By Antonietta Marinelli | October 15, 2021

In today’s world, remaining connected and manage an ever-increasing volume of information can make it challenging to remain focused and staying on task. Even during a quieter time, distraction is literally at the touch of our fingertips as we find ourselves scrolling through our social media feeds or catching up on that TV show we can’t stop binge-watching.

So how do combat distraction, concentrate and in turn improve our ability to focus the mind on one subject, object, or thought, and at the same time exclude from the mind every other unrelated thought, ideas, feelings, and sensations? (Chia, 2021).
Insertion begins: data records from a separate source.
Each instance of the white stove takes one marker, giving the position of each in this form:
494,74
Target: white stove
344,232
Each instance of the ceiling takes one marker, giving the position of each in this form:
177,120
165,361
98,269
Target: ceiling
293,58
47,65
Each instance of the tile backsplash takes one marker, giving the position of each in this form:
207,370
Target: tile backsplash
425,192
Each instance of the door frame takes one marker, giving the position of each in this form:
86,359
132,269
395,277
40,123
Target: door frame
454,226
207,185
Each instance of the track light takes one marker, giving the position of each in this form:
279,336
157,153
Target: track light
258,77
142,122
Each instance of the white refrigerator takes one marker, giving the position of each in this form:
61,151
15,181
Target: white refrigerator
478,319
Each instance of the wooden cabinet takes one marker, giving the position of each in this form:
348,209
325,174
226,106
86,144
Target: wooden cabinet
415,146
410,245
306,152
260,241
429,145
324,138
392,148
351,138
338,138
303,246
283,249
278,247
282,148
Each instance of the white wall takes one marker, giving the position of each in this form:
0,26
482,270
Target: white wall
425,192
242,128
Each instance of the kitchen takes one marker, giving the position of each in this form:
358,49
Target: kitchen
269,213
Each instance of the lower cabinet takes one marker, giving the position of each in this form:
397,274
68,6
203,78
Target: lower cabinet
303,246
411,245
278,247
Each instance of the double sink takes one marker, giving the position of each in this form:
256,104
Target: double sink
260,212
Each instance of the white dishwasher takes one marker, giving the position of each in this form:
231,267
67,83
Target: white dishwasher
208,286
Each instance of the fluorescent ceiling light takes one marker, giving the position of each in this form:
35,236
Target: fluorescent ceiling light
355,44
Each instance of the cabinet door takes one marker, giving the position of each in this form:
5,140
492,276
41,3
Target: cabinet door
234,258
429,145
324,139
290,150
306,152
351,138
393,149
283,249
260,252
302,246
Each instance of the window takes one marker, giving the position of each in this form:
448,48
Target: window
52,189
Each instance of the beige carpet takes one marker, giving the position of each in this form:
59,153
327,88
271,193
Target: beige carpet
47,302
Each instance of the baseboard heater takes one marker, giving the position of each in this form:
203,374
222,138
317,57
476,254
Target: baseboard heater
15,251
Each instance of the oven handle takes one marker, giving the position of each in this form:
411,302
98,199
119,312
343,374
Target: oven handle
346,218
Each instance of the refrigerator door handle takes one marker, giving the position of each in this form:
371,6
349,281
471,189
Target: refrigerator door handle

Here are some tips and tricks that can help you improve your mental focus – and avoid those challenging times of procrastination!

Remove Your Phone!

Let’s organize a block time in your schedule to rid ALL distractions! Whether it be requesting to be left alone, putting your phone on Do Not Disturb, or switching off all electronical devices, it is vital to remove the things that keep you from getting through what you need to. Close your social media apps, put your phone on silent, or keep your phone away from you for a set period. Research investigated whether merely having one’s own smartphone nearby could influence our cognitive abilities (Duke, 2018). Our cognitive capacity is critical when helping us learn, reason, and develop creativity. Even the smallest of impacts on cognitive capacity can have a big impact on our concentration.

Limiting Your Focus

This means cutting down on falling into the habit of multi-tasking. Multi-tasking can really make us fall into the trap of procrastination and with juggling 100 things, we end up successfully completing 0 of those things. Attempting to complete or attempt to, multiple things at once makes us feel productive, but it also a potential recipe for lower focus, concentration, and productivity – which can lead to potential burn out. An example of multi-tasking can include watching a lecture while attempting to study, all while cooking your dinner. So, lecturer is speaking away, study notes remain lingering, and the hot water has finally boiled – oh boy. Such multi-tasking not only hampers your ability to focus but compromises your work quality. Stop juggling, and instead give your full attention to one thing at a time.

Practicing Mindfulness

Mindfulness is referred to the psychological state of our awareness. It is defined as a moment-to-moment awareness of one’s experience without judgement. Practicing mindfulness offers a way to pay attention to the present moment and can be achieved through exercise, writing, reading, meditating or anything in which can calm us down. According to researchers at Harvard university, our minds are lost in thought 47% of the time. For students, these thoughts regularly stem from two cases: dwelling on the past or worrying about the future. Research conducted by Columbia University Medical Center claims that mediating can shift your concentration levels. Concentrative fixates on a particular point, whether it is a word, breath, or object. The goal is to release thoughts and maintain or refocus your attention on that point, preventing your mind from wandering (Columbia University, 2018). Mindfulness is all about drawing back where your mind wanders off to.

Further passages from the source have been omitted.